DDoS attacks are an ongoing concern worldwide, and Craig Sparling, an Akamai researcher, said U.S. companies should immediately review and implement Cybersecurity and Infrastructure Security Agency (CISA) recommendations.

These include reviewing critical subnets and IP spaces, and ensure that they have mitigation controls in place. Sparling said security teams should also deploy DDoS security controls in an “always-on” mitigation posture as a first layer of defense to avoid an emergency integration scenario reduce the burden on incident responders.

“If you don’t have a trusted and proven cloud-based provider, get one now,” said Sparling. “Proactively pull together a crisis response team and ensure runbooks and incident response plans are up-to-date. For example, do you have a runbook to deal with catastrophic events? Are the contacts within the playbooks updated? A playbook that references outdated tech assets or people who have long left the company isn’t going to help.”

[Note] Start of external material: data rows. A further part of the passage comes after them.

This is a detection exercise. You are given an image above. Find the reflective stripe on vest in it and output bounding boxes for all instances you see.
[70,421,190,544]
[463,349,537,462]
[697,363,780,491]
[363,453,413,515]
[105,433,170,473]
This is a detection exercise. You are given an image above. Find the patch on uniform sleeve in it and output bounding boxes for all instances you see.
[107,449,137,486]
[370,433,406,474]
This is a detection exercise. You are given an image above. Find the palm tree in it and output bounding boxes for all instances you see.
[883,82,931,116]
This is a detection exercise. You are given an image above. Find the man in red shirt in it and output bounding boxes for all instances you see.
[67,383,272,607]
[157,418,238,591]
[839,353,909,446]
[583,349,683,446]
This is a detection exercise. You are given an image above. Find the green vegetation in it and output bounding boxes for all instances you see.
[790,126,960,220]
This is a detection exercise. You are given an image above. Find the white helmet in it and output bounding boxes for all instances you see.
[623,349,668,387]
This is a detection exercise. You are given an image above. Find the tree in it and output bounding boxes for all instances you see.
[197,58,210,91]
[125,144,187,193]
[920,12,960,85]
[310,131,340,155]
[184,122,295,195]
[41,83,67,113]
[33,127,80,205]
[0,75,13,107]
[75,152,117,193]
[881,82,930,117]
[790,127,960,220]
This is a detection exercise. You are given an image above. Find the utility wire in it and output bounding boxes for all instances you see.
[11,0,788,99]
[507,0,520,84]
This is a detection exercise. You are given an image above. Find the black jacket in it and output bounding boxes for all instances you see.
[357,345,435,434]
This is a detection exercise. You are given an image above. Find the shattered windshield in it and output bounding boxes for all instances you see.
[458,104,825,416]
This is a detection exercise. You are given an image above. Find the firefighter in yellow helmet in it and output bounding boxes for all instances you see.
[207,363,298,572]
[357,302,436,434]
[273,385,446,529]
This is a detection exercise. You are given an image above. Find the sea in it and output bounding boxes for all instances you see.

On the question of why this attack was measured in Mpps, John Bambenek, principal threat hunter at Netenrich, explained that the maximum packet size is 65,507 bytes, though it’s very doubtful this attacked used packets of that size. Bambenek said if they did, the attack would be on the scale of 46 TB/sec.

Bambenek said the minimum packet size is only 8 bytes. However, measuring by packet size has relevance because network devices have to process each header of every packet regardless of size, so there’s a possibility of not overwhelming the overall bandwidth while still overwhelming the processing of headers by the network devices themselves.

“Ultimately, protecting from DDoS is an arms race, you have to have some filtering in front of your critical resources that can filter the noise and for your internet-facing resources to have enough load to weather Layer 7 (application layer) DDoS attacks,” Bambenek said. “A has to be greater than B and it’s not much more complicated than that.”